(Cross-posted from the forums.)
There’s a lot about OSMF for newcomers to digest, so I thought I’d share the thinking behind the core design of the media framework. Let’s start with a use case: how would you build a video experience like that of mtv.com, Hulu, or some other premium content publisher? The first thing to acknowledge is that consumer video sites like Hulu are not just about video. They provide multimedia experiences: video is choreographed with images (companion ads), overlays (SWFs), and even the branding of the underlying HTML page. And the experience is seldom confined to visual media alone; typically, the playback of the media happens in conjunction with CDN requests, ad server interactions, and tracking & reporting calls. There’s a lot happening under the hood.
So the core of a media framework needs to be a) supportive of any and all media types, and b) flexible in how it can integrate backend server calls that enable and complement the media experience.
With OSMF, we’re attempting to solve this problem by defining three key classes at the heart of the framework. First, a MediaElement represents a unified media experience. A MediaElement might represent something as simple as a single video, or it could represent the entire choreographed experience of a web video site. But given the dynamic nature of a site like MTV’s, if a MediaElement is going to represent the media experience as a whole, it too needs to be very dynamic. That’s where the second key class in the framework, IMediaTrait, comes in. A media trait represents a fundamental capability of a piece of media, without making any assumptions about the type of the media or how the media achieves that capability. Examples of traits include IPlayable, IViewable, IAudible, and ITemporal. A MediaElement that represents an image (ImageElement) would only contain the IViewable trait, whereas a MediaElement for a video (VideoElement) would have that trait plus IPlayable, IAudible, and ITemporal. An audio-specific MediaElement (AudioElement) would have IPlayable, IAudible, and ITemporal, but not IViewable (since it has no visual representation). Traits can come and go dynamically over time, which is the key to representing a unified media experience as a MediaElement. Taken as a whole, the complete set of traits makes up the vocabulary of the system. If you can map the behavior of a media type into this vocabulary, then it can leverage all of the functionality of the framework.

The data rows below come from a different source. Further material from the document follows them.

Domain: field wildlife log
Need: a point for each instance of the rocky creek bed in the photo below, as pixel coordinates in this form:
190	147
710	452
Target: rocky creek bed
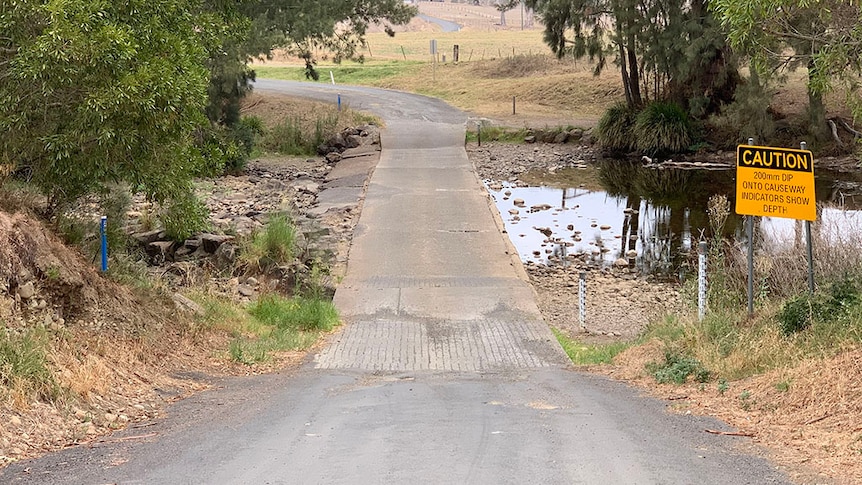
620	302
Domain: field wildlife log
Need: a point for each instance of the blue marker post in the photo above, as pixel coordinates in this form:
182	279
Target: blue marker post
103	231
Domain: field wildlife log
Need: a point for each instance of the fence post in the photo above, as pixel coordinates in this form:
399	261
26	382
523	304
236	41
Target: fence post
103	233
582	300
701	280
809	244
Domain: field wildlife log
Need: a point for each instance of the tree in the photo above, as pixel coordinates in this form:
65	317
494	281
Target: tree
97	92
665	49
825	36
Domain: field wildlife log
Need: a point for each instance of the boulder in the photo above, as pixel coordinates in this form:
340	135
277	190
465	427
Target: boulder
561	137
211	242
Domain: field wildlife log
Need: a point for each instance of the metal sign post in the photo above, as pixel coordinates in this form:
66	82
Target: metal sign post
582	300
774	182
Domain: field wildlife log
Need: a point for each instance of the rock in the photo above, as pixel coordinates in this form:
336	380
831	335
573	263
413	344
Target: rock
211	242
225	255
27	290
161	251
146	238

But what about non-visual media, such as integration of CDNs or tracking servers? Here’s the key: the trait-based vocabulary of the system applies to both visual and non-visual media. In other words, everything that a CDN or ad server needs to do can be expressed through one or more traits. For example, one of the traits in the framework is ILoadable, which represents the process needed to transform an input (such as a URL) into ready-to-play media — i.e. the load process. But if a CDN plugin needs to do authentication or other custom logic, all it needs to do is map that custom logic into the ILoadable API. Under the hood, the load process (as represented by ILoadable) can work with NetConnections and NetStreams, or with Flash’s Loader class, or with the Sound/SoundChannel API, or with custom RTMP or HTTP requests and responses. In a sense, OSMF is taking all of the idiosyncracies and incompatibilities of the different media-specific Flash APIs and abstracting them into a common API.

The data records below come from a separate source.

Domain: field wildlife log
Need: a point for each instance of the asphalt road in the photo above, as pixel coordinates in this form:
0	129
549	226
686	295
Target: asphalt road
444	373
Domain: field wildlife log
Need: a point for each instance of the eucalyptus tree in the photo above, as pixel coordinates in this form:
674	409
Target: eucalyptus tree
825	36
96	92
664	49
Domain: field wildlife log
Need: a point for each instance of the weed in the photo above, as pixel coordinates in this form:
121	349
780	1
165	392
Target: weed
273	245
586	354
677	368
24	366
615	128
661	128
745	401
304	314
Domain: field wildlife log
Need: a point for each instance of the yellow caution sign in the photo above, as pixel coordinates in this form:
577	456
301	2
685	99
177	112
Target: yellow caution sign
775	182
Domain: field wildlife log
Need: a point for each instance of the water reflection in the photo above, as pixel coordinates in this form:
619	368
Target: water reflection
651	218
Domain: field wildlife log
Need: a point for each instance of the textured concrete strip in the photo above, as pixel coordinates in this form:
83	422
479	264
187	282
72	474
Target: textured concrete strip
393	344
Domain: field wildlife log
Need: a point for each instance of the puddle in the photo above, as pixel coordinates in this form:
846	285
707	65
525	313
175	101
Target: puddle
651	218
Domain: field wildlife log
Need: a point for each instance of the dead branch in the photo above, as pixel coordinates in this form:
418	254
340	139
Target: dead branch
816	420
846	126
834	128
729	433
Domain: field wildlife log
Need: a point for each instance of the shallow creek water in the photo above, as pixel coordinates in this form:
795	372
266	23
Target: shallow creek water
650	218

Hopefully by now it’s at least somewhat clear how to represent a single piece of media. But for complex media experiences with many moving parts, we need the third key class in the framework. A CompositeElement is a MediaElement that represents a composition of multiple MediaElements. The two specific examples are SerialElement, which represents a set of MediaElements that play in sequence; and ParallelElement, which represents a set of MediaElements that play simultaneously. These two classes allow you to build complex media experiences with many different MediaElements. I could go on about this, but it’s probably more instructive to post a code snippet:
// Create a root-level parallel element.
var parallel:ParallelElement = new ParallelElement();
// Add a sequence of videos to the root.
var videoSequence:SerialElement = new SerialElement();
videoSequence.addChild(new VideoElement(new VideoLoader(),new URLResource("http://www.example.com/video1.flv")));
videoSequence.addChild(new VideoElement(new VideoLoader(),new URLResource("http://www.example.com/ad.flv")));
videoSequence.addChild(new VideoElement(new VideoLoader(),new URLResource("http://www.example.com/video2.flv")));
// Add a sequence of rotating banners in parallel:
// - The first banner doesn't appear until five seconds have passed.
// - Each banner shows for 20 seconds.
// - There is a 15 second delay before a subsequent image shows.
var imageSequence:SerialElement = new SerialElement();
imageSequence.addChild(new TemporalProxyElement(20, new ImageElement(new ImageLoader(),new URLResource("http://www.example.com/image1.jpg")));
imageSequence.addChild(new TemporalProxyElement(20, new ImageElement(new ImageLoader(),new URLResource("http://www.example.com/image2.jpg")));
imageSequence.addChild(new TemporalProxyElement(20, new ImageElement(new ImageLoader(),new URLResource("http://www.example.com/image3.jpg")));
// Add the whole thing to the MediaPlayer.
player.media = parallel;
There, in about twenty lines of code, is your (basic) multimedia experience. (Note that I haven’t covered everything that’s in the code in this post — checkout the developer documentation to learn about the rest.) Yes, we’re still a far cry from reproducing Hulu or MTV. But this is just a warmup. Hope you’ll stick around to see where we’re going with this, and help us get there.